Evening Attire is getting to be an old man. Now 8, he has made 49 starts in his career, almost all of them close to home. Only eight times has Evening Attire left New York to race, and only four times has he gone away from the East Coast. One of those occasions came in 2002, when Evening Attire was fourth in the Breeders' Cup Classic at Arlington, his only trip to Chicago. And while Evening Attire is no longer a Grade 1 kind of horse, he finished a close fifth, a couple of lengths behind third-place Colita, in the Grade 3 Excelsior Breeders' Cup Handicap on April 1.

"We're heading to Belmont Park, and it gets to be a little tricky finding two-turn races," Kelly said. "We've never had much luck taking him out on the road, but maybe there's a first time."

Fleet Indian, the Sixty Sails favorite, exits a victory in the Next Move Handicap at Aqueduct, and has won three in a row. Platinum Ballet, fourth last out in the Grade 1 Apple Blossom, and the multiple stakes winner Culinary look like her main competition.

Torres stars in his own comeback

There are three riders with mounts in both graded stakes here Saturday. Jose Santos is here to ride the Pletcher horses, and Chris Emigh leads the local standings. But the third is Francisco Torres, who hasn't been seen in these parts since 2000, when he rode Bet on Sunshine in the Arlington Sprint.

Torres, in fact, grew up in the Humboldt Park neighborhood of Chicago, and rode regularly here until moving to Kentucky in the mid-1990's. His career has sputtered from substance-abuse problems, and this past winter in Louisiana he was reinstated after being suspended for falsifying his application for a license. But Torres has now been licensed in three different states, and at age 36, hopes his problems are behind him.

"All I can do is show up and say, 'Here I am,' " Torres said. "I could sit here and make all kinds of excuses for what I've done - I'm okay with people judging me. Drug abuse, substance abuse, alcohol abuse, that's been there, but everything I've gone through has made me a better person today. I can actually say I can communicate with people who have had problems in life. I want to prove to people that it's okay - that people do make mistakes."

Torres had only recently made his comeback when he was injured in a spill at Oaklawn in January. But during his recovery from an injured vertebra in his neck, he won a role playing the jockey Braulio Baeza in a movie about the legendary filly Ruffian. Torres recently shot his scenes for the film at Louisiana Downs. "It was a blast," he said.

Wednesday, his first morning at Hawthorne, Torres was back to a more regular routine - working horses. He has mounts lined up for Friday, and has a new agent in Bobby Kelly. Kelly himself has rebounded after suffering a heart attack here last fall that nearly killed him. Two comeback kids working together.

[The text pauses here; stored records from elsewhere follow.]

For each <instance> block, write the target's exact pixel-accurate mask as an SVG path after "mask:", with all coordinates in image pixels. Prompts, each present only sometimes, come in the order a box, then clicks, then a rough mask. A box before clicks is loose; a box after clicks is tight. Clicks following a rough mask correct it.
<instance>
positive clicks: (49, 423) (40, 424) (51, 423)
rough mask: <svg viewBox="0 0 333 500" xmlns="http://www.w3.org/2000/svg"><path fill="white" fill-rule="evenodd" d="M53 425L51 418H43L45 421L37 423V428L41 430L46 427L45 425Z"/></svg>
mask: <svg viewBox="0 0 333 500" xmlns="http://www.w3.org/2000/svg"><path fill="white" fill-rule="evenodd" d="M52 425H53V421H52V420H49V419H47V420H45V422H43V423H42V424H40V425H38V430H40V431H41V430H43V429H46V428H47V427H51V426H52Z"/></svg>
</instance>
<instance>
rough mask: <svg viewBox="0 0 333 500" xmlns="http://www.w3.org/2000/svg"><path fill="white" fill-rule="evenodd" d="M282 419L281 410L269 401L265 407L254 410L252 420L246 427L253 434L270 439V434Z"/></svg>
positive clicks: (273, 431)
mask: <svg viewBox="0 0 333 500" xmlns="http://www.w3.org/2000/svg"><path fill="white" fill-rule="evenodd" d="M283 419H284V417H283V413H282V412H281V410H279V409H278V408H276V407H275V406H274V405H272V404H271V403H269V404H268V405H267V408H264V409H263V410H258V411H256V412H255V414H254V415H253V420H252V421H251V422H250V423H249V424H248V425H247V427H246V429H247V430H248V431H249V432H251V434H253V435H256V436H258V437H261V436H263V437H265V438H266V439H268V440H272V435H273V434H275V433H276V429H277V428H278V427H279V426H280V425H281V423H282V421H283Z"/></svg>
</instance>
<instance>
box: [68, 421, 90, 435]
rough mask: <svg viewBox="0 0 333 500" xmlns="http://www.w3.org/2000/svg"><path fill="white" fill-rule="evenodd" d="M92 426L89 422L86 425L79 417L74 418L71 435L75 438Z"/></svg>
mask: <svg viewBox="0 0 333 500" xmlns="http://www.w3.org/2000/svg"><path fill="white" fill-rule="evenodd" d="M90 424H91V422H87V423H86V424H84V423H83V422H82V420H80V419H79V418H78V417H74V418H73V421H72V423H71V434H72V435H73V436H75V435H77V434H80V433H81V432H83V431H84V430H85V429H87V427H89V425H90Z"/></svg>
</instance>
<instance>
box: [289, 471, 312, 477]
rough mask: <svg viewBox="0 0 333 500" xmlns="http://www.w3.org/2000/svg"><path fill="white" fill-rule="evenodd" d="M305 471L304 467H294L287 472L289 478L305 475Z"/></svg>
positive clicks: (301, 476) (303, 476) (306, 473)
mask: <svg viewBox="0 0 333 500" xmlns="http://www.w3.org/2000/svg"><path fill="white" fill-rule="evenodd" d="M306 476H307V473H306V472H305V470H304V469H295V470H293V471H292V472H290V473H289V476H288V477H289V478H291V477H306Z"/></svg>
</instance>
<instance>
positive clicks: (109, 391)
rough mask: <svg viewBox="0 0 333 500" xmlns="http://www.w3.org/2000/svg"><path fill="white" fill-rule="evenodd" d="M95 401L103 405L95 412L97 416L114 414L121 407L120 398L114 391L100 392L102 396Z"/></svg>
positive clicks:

Year's first turf races on Friday

Two teams of laborers were working throughout Wednesday afternoon installing the inner turf rail on the Hawthorne grass course, which will be put to use for the first time this year on Friday. It's a fairly early start to the local turf season, but it also was a fairly mild winter. Recent rain and warm temperature actually have the turf looking fairly lush for this time of year.

Race 5 on Friday is for $18,000 turf claimers, a staple in the condition book when it is warm enough for grass racing. Twenty-three percent turf trainer Chris Block has likely favorite Sara's Shadow for this spot, and Sara's Shadow has won half her eight starts on the Hawthorne lawn.

Friday's ninth, for Illinois-bred maidens, is carded for 1 1/16 miles on turf, and looks like an excellent betting race. Block has another logical contender for this race, too, the second-time starter Stumbling Block, but he will have to overcome post 12 and several potentially capable rivals. Turf-bred Alby has speed and the rail, while just outside him in the starting gate is K D Mac, who has faced open maidens and statebred stakes horses on dirt since a decent try over this turf course in his career debut last fall. Act Like a Lion also has an outside draw, but on pedigree seems likely to move forward from a fading seventh-place finish on dirt here March 19 in his first-ever start.